Can a 13-Week old Child Have a Religion?

No.

I’m confident that this is just the very beginning of a process that will leave me feeling depressed and mentally exhausted.

I have just filled in a very simple one-page application form for a nursery for my son, and one of the questions was “Religion”.

I put “n/a” on the basis that this loveable, mammalian sleep-thief can no more be described as a Christian, Muslim, secular Jew, Scientologist, Zoroastrian, Atheist or Buddhist as he can a Capitalist, Blairite, militant Communist or euro-sceptic, liberal but right-of centre Conservative.

As I explained here, religious segregation of adults is bad enough but of children it is inexcusable. Mercifully, this particular nursery is open to all children and does not seem to discriminate on the grounds of religion or lack thereof, as many primary and secondary schools do, but why is it necessary to even give children these labels? Can’t children just be described as….children?

My son has the right to choose a religion when he is old enough to decide these things for himself, in the same way that he is entitled to decide his own political affiliations, and it’s not for me or anyone else to decide these things for him. The poor guy is burdened with my genes, after all, and I think that’s quite enough of an impediment for anyone. The least I owe him in return is the right to form his own conclusions on matters of conscience.

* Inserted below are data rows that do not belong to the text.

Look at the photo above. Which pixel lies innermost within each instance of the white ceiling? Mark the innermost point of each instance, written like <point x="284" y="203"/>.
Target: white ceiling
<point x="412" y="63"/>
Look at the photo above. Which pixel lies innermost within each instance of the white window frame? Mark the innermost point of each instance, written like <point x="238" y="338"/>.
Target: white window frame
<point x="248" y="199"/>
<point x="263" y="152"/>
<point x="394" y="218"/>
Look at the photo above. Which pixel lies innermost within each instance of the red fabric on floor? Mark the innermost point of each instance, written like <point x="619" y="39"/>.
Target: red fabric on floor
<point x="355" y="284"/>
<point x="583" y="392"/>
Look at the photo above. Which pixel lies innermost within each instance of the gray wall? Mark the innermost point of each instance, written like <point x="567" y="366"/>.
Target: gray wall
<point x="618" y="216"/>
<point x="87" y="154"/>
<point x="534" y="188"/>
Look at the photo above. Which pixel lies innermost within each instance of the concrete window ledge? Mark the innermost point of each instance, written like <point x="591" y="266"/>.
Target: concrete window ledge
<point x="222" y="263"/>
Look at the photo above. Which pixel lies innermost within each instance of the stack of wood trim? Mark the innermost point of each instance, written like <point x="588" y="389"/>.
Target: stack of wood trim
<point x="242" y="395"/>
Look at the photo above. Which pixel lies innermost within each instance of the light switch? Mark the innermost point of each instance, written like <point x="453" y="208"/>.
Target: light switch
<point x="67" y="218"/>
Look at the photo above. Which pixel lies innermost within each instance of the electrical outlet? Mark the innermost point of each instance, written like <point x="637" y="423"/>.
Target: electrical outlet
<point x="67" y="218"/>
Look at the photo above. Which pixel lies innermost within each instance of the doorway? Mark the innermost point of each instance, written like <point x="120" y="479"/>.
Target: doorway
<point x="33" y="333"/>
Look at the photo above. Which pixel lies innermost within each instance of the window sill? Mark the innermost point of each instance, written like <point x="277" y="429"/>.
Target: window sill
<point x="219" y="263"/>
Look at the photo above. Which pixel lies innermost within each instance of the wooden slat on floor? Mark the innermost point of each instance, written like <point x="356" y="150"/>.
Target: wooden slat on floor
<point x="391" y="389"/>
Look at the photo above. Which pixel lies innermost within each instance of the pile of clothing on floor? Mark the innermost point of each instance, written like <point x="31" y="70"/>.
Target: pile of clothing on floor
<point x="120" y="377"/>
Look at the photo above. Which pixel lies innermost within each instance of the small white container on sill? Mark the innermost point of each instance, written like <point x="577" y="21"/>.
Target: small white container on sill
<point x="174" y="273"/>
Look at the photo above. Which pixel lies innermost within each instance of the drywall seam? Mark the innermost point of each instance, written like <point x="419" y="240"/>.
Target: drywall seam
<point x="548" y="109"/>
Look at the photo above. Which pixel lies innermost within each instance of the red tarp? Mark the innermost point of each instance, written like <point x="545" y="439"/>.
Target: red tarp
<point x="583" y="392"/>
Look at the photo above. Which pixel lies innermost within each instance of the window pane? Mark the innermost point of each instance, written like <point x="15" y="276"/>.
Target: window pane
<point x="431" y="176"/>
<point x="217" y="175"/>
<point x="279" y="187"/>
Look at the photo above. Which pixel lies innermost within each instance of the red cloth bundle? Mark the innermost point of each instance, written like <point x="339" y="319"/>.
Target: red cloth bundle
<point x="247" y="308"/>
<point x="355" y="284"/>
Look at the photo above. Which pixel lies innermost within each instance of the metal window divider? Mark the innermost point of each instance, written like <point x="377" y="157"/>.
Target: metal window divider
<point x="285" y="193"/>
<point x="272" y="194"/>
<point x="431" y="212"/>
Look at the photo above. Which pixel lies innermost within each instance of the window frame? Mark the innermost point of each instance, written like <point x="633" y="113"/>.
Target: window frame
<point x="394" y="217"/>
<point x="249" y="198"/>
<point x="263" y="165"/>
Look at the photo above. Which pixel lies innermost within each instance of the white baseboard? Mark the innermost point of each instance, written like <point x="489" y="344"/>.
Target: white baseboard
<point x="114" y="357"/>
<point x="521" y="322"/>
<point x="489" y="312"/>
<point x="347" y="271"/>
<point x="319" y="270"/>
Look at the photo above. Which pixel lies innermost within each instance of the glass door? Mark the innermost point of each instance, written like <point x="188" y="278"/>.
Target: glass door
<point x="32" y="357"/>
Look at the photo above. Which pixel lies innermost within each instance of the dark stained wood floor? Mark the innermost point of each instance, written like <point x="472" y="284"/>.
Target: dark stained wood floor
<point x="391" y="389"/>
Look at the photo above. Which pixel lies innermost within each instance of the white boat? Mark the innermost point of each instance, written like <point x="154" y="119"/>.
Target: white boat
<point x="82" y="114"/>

From what I have seen of this nursery it appears to be a secular environment, so maybe they just haven’t properly thought through the reasons for even asking this question. Maybe it was dreamt up by a consultant or some prick from human resources (or ‘human remains’, as my dad used to call them).

I was discussing this application form with a colleague at work. Unlike me, she didn’t seem to be bothered about the religion question and said to me, “They’re probably just trying to be inclusive”. Inclusive! Yes, that makes sense, let’s be inclusive by giving these kids divisive religious labels.

The practical effect of this, in terms of successfully applying for a place at this nursery and how he is treated once there, is likely to be negligible if any. But looking to the future and a possible skirmish later down the line with a primary or secondary school which does have the legal right to discriminate on the grounds of religion, I’m reminded of something that one of the testosterone-fuelled instructors at my gym is fond of saying to me and his other victims: “If you’re thinking to yourself, ‘this doesn’t hurt much at the moment’, then don’t worry, I promise that’s all going to change really soon.”

And that’s not all, folks. Some weeks ago my son had to go to hospital for a very minor, routine procedure. Again, there was a simple one-page admission form, just long enough to record information that was vital for him to receive the proper medical treatment – name, age, GP, medical procedure, etc – plus religion. The bland but glossy marketing material of the prestigious, marble-floored private hospital where the procedure took place emphasised how the institution was at the very cutting edge of medical and scientific progress. To paraphrase Ian Hislop, if that’s progress, then I’m a Zoroastrian.

I find highly disturbing even just the idea that the religion of a (then) three-week old child – which effectively means the religion of his parents – could have any bearing whatsoever on the medical treatment he is about to receive.

My son, and any infant, has the right to be treated by medical practitioners acting in his or her best interests to deliver the best possible treatment based on sound, objective medical reasoning, regardless of the religious beliefs of his or her parents – and if need be, in spite of those beliefs – and again regardless of and in spite of the purported religion of the infant. And if this question has no medical relevance, why the hell is it on an admission form, for a hospital?

Tony Blair once said:

Religious faith and how it develops could be of the same significance to the 21st century as political ideology was to the 20th. Leaders, whether of religious faith themselves or not, have to ‘do God’.

The mass-murdering liar has a point. But whereas he seems to be saying this with relish, I agree with blood-curdling fear.